During his legal career, Walther has been active in professional legal and judicial organizations and activities, as well as numerous civic activities. He is a former member of the Board of Governors of the American Bar Association and currently serves as co-chair of the ABA Center for Human Rights. He has been active in ABA initiatives focusing on international relations, human rights and the rule of law. He was appointed by the ABA President to serve as the ABA Representative to the United Nations. He served on the executive board of the ABA Central European and Eurasian Law Initiative (CEELI), which oversees the ABA's democracy building programs in over 21 countries–programs which promote development of fair and open election laws. He has been a member of the board of trustees and lecturer for the National Judicial College, both in the United States and in Russia. Walther has lectured extensively, both domestically and internationally (principally in Russia), on rule of law, human rights, litigation and international law issues. He is a member of the American Law Institute and the International Bar Association.
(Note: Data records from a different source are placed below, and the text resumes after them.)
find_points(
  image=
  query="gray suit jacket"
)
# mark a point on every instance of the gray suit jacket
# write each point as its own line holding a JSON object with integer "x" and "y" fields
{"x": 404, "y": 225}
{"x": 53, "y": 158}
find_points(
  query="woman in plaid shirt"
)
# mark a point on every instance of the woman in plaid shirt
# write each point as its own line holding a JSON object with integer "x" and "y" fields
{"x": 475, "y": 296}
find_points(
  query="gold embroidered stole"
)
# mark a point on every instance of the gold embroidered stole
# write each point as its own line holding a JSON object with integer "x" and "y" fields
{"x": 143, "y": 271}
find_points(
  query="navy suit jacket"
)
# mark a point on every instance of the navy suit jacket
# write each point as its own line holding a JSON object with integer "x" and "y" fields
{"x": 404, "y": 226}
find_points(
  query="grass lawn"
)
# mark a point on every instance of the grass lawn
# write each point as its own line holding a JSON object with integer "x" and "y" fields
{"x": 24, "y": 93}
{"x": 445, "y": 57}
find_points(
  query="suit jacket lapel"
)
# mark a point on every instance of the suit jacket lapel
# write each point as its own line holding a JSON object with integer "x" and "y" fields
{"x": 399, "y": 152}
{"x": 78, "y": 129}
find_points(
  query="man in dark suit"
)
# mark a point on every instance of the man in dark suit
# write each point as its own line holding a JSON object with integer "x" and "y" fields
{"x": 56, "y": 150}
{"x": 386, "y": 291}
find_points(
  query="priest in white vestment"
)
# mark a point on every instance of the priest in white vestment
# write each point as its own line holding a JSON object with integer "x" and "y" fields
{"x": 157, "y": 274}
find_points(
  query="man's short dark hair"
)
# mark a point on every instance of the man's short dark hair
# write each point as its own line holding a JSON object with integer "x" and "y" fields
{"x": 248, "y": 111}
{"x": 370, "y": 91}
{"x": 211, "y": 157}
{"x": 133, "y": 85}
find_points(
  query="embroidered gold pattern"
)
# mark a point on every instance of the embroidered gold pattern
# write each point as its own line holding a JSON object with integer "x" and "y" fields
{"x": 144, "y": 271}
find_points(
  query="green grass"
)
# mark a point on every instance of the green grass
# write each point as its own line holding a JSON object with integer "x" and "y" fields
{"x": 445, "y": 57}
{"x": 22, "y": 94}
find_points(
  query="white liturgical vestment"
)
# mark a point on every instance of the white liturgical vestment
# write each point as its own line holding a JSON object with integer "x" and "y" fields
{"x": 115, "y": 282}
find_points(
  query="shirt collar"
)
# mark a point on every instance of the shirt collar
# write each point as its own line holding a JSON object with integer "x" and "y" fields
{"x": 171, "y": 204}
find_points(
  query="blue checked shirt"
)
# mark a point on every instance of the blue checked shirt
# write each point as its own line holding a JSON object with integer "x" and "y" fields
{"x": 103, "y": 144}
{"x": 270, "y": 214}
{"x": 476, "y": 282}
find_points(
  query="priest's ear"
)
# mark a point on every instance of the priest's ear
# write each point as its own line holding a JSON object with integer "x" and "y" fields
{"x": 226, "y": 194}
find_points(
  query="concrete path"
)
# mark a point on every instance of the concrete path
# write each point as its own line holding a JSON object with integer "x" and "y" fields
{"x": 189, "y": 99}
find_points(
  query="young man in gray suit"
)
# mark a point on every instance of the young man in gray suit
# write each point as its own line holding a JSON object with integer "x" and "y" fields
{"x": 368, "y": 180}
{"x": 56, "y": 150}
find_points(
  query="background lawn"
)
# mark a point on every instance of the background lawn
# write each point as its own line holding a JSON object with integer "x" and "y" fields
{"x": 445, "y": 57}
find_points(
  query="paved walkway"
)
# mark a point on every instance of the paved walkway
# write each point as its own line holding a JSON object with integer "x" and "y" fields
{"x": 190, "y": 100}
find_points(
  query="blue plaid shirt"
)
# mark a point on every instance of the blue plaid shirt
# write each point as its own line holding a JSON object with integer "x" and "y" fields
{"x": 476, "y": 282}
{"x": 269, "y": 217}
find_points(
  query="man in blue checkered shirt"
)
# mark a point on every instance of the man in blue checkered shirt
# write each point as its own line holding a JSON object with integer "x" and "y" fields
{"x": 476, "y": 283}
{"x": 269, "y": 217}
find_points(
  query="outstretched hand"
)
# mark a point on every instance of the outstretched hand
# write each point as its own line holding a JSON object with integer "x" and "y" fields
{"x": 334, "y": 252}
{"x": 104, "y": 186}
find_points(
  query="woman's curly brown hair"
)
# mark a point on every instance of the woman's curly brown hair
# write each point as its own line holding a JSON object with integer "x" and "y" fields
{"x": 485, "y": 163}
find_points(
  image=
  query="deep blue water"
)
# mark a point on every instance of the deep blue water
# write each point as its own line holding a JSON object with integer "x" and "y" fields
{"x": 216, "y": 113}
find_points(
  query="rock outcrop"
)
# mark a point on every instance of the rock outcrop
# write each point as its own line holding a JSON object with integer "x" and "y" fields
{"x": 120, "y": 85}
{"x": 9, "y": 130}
=== Federal Election Commission ===
He was first sworn in as a commissioner of the Federal Election Commission on January 10, 2006, as a recess appointee. Although his name was placed before the United States Senate for confirmation in June, 2007, his recess term expired on December 31, 2007, before the Senate acted. On June 24, 2008, he was confirmed unanimously by the Senate and sworn in on June 27 as a commissioner, to resume the balance of his statutory term.

In January 2022, Dara Lindenbaum was nominated by President Joe Biden to succeed Walther as a commissioner of the FEC. She was confirmed by the Senate on May 24, 2022, and sworn in on August 2, 2022.